Constrained Online Convex Optimization with Memory and Predictions
This work addresses practical problems like control of constrained dynamical systems and scheduling, but it is incremental as it extends existing unconstrained frameworks to include constraints and memory.
The paper tackles constrained online convex optimization with memory, where losses and constraints depend on past decisions, by proposing algorithms that achieve sublinear regret and constraint violation under time-varying constraints, both with and without predictions, with performance improving as prediction accuracy increases.

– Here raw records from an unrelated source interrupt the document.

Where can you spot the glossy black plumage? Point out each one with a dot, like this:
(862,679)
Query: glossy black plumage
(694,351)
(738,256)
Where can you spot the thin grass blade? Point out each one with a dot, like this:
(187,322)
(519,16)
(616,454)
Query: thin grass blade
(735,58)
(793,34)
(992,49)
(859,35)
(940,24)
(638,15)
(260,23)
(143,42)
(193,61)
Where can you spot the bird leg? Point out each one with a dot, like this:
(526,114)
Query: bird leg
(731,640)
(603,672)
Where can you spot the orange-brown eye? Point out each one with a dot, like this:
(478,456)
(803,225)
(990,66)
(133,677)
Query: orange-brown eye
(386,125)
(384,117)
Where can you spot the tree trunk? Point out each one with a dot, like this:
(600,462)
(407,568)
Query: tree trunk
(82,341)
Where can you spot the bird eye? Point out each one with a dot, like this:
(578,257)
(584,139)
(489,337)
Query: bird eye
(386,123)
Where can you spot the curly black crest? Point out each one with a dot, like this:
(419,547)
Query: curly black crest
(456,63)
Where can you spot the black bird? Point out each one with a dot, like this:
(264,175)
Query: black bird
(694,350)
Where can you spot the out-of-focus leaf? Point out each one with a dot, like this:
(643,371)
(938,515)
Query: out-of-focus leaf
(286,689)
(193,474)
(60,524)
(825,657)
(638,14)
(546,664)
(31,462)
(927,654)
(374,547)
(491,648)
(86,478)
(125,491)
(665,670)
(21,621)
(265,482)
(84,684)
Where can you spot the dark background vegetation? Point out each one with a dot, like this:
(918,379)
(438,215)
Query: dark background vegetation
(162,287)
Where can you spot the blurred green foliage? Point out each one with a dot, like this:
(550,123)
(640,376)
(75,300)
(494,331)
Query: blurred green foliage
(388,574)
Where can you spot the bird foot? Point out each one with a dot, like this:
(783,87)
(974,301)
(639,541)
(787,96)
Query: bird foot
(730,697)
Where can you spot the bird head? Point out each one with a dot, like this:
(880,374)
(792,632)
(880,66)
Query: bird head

We study Constrained Online Convex Optimization with Memory (COCO-M), where both the loss and the constraints depend on a finite window of past decisions made by the learner. This setting extends the previously studied unconstrained online optimization with memory framework and captures practical problems such as the control of constrained dynamical systems and scheduling with reconfiguration budgets. For this problem, we propose the first algorithms that achieve sublinear regret and sublinear cumulative constraint violation under time-varying constraints, both with and without predictions of future loss and constraint functions. Without predictions, we introduce an adaptive penalty approach that guarantees sublinear regret and constraint violation. When short-horizon and potentially unreliable predictions are available, we reinterpret the problem as online learning with delayed feedback and design an optimistic algorithm whose performance improves as prediction accuracy improves, while remaining robust when predictions are inaccurate. Our results bridge the gap between classical constrained online convex optimization and memory-dependent settings, and provide a versatile learning toolbox with diverse applications.